Die Idee einer International Peoples‘ Assembly

Der IPA (deutsch: internationale Versammlung der sozialen Bewegungen) geht ein bereits mehrjähriger Vorbereitungsprozess im Globalen Süden, vor allem in Lateinamerika, voraus. Insbesondere die brasilianische Landlosenbewegung MST (Movimento dos Sem Terra)* und die Plattform ALBA-Movimientos** haben in Lateinamerika den Prozess über viele Jahre, regionale und auch internationale Treffen vorangetrieben. Seit 2016 fanden auch in Afrika, Asien und im Maghreb und Nahen Osten regionale Versammlungen statt.

In Caracas sollten nun all diese vorangegangenen Prozesse zusammenkommen – diesmal auch unter Einschluss des Globalen Nordens.Ziel des Treffens sollte sein, angesichts von weltweit zunehmendem Rechtsruck und Krieg, eine gemeinsame Plattform zu konstituieren um soziale und politische Bewegungen aus dem Globalen Norden und Süden zu vernetzen. Die Perspektive liegt dabei nicht auf mehreren Jahren sondern Jahrzehnten, in dessen Mittelpunkt vier Säulen der Zusammenarbeit stehen sollen.

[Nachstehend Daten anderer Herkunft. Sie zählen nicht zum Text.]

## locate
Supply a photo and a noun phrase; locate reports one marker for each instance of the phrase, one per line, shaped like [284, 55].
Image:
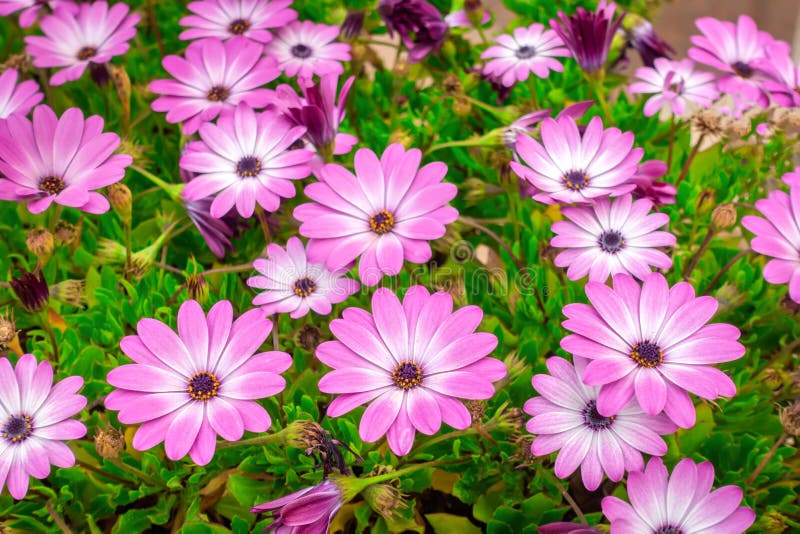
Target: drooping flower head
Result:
[651, 342]
[291, 284]
[74, 38]
[588, 34]
[411, 362]
[565, 417]
[187, 388]
[682, 503]
[304, 49]
[608, 238]
[384, 214]
[244, 160]
[569, 166]
[35, 416]
[62, 160]
[530, 49]
[225, 19]
[212, 79]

4 Säulen internationalistischer Praxis und Vernetzung

Grundlegend soll die IPA zunächst einmal als Plattform zur Verbindung unserer Basiskämpfe weltweit dienen. Sie soll also einen Rahmen schaffen zum Austausch und punktuell gemeinsamer Praxis. Zweitens, wird die gemeinsame politische Bildung durch regionale Schulen ins Zentrum gestellt. So existieren neben der berühmten MST Schule in Brasilien bereits politische Bildungsprogramme für Aktivist*innen und soziale Bewegungen in den USA, Tunesien und Nepal. Sowas in Europa aufzubauen könnte eine unserer zukünftigen Aufgaben sein. Ein drittes Ziel ist der Auf- und Ausbau von gemeinsamen Kommunikations- und Medienkanälen. Hier zu nennen ist zum Beispiel das unabhängige Medienprojekt Peoples Dispatch, das auch vor Ort von der IPA berichtete. Viertens, soll der Prozess durch eigene kritische und emanzipatorische Forschung begleitet werden, beispielweise durch das bereits existierende Tricontinental Institute for Social Research. Mit diesen Zielen geht die IPA über die Idee einer reinen Vernetzung des einstigen Weltsozialforums hinaus.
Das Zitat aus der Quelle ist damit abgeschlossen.